The Security Baseline: HTTPS, Rate Limiting, Input Validation, and the Defaults That Block Most Attacks
The Security Baseline
Security is not a feature you add. It is a baseline you establish and then maintain. Every chapter after this one builds on the assumption that the security baseline is in place. HTTPS is enforced. Rate limiting is active. Input validation rejects malformed data before it reaches business logic. SQL queries are parameterized. Multi-tenant data isolation is enforced at the database level.
This is not a comprehensive application security guide. It is the minimum set of defenses that a production SaaS must have before accepting its first user. These defenses block the most common attack categories: injection, broken authentication, and data exposure. Advanced topics like penetration testing, dependency vulnerability scanning, and incident response are beyond the scope of a book about shipping a product, but they are worth pursuing once the product is live.
The Feature
Marketflow rejects malformed input, limits request rates on sensitive endpoints, enforces HTTPS on all connections, prevents SQL injection by construction, and isolates each organizer’s data at the database level using PostgreSQL row-level security policies.
The Decision
The security baseline uses existing infrastructure wherever possible. HTTPS is handled by Cloudflare, not by self-managed certificates. Rate limiting uses a Redis-backed middleware, not an application-level counter. RLS policies run in PostgreSQL, not in application code. The principle is the same as the rest of the book: use what exists, write only what must be custom.
The Implementation
HTTPS Enforcement
Cloudflare terminates TLS at its edge. Traffic between the user’s browser and Cloudflare is encrypted.
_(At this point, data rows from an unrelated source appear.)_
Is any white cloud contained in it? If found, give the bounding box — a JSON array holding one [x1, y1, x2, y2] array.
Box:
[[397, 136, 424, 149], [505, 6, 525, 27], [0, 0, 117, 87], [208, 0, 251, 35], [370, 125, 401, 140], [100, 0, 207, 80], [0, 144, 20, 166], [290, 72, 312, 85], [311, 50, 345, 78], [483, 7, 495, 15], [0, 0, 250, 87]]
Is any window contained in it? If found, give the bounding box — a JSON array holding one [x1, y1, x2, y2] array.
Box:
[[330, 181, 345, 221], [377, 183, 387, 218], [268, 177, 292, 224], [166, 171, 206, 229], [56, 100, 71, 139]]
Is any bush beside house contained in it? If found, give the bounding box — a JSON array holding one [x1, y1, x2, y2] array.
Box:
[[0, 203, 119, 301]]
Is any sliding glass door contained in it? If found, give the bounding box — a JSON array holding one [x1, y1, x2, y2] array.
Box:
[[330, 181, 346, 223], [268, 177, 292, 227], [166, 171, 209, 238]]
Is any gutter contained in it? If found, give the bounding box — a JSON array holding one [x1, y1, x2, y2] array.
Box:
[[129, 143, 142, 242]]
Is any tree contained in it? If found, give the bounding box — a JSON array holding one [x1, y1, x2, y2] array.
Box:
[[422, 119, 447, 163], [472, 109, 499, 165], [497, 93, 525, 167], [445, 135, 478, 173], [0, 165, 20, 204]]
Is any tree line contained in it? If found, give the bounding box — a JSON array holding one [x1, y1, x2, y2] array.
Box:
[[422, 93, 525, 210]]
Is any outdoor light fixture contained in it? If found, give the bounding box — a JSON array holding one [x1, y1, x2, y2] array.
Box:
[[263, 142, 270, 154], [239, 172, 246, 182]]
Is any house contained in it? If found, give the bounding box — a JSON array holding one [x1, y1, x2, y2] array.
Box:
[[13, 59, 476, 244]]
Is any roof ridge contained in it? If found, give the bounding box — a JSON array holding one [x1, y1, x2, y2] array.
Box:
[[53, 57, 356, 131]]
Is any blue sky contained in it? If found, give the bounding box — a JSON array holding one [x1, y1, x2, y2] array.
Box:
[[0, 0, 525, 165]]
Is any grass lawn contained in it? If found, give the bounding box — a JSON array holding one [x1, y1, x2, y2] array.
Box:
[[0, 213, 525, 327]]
Traffic between Cloudflare and the Hetzner VPS travels through the Cloudflare Tunnel, which is also encrypted. No self-signed certificates. No Let’s Encrypt renewal cron jobs.
In the Cloudflare dashboard, set SSL/TLS encryption mode to “Full (strict)” and enable “Always Use HTTPS.” This redirects all HTTP requests to HTTPS at Cloudflare’s edge before they reach the application.
Rate Limiting
# backend/app/middleware/rate_limit.py
import time
from collections.abc import Callable
from fastapi import HTTPException, Request, Response
from redis.asyncio import Redis
from starlette.middleware.base import BaseHTTPMiddleware
from app.config import settings
class RateLimitMiddleware(BaseHTTPMiddleware):
def __init__(self, app: Callable, redis: Redis) -> None:
super().__init__(app)
self.redis = redis
async def dispatch(self, request: Request, call_next: Callable) -> Response:
# Only rate limit specific paths
if not self._should_rate_limit(request.url.path):
return await call_next(request)
client_ip = request.client.host if request.client else "unknown"
key = f"rate_limit:{client_ip}:{request.url.path}"
limit, window = self._get_limit(request.url.path)
current = await self.redis.get(key)
if current and int(current) >= limit:
raise HTTPException(
status_code=429,
detail="Too many requests. Try again later.",
)
pipe = self.redis.pipeline()
pipe.incr(key)
pipe.expire(key, window)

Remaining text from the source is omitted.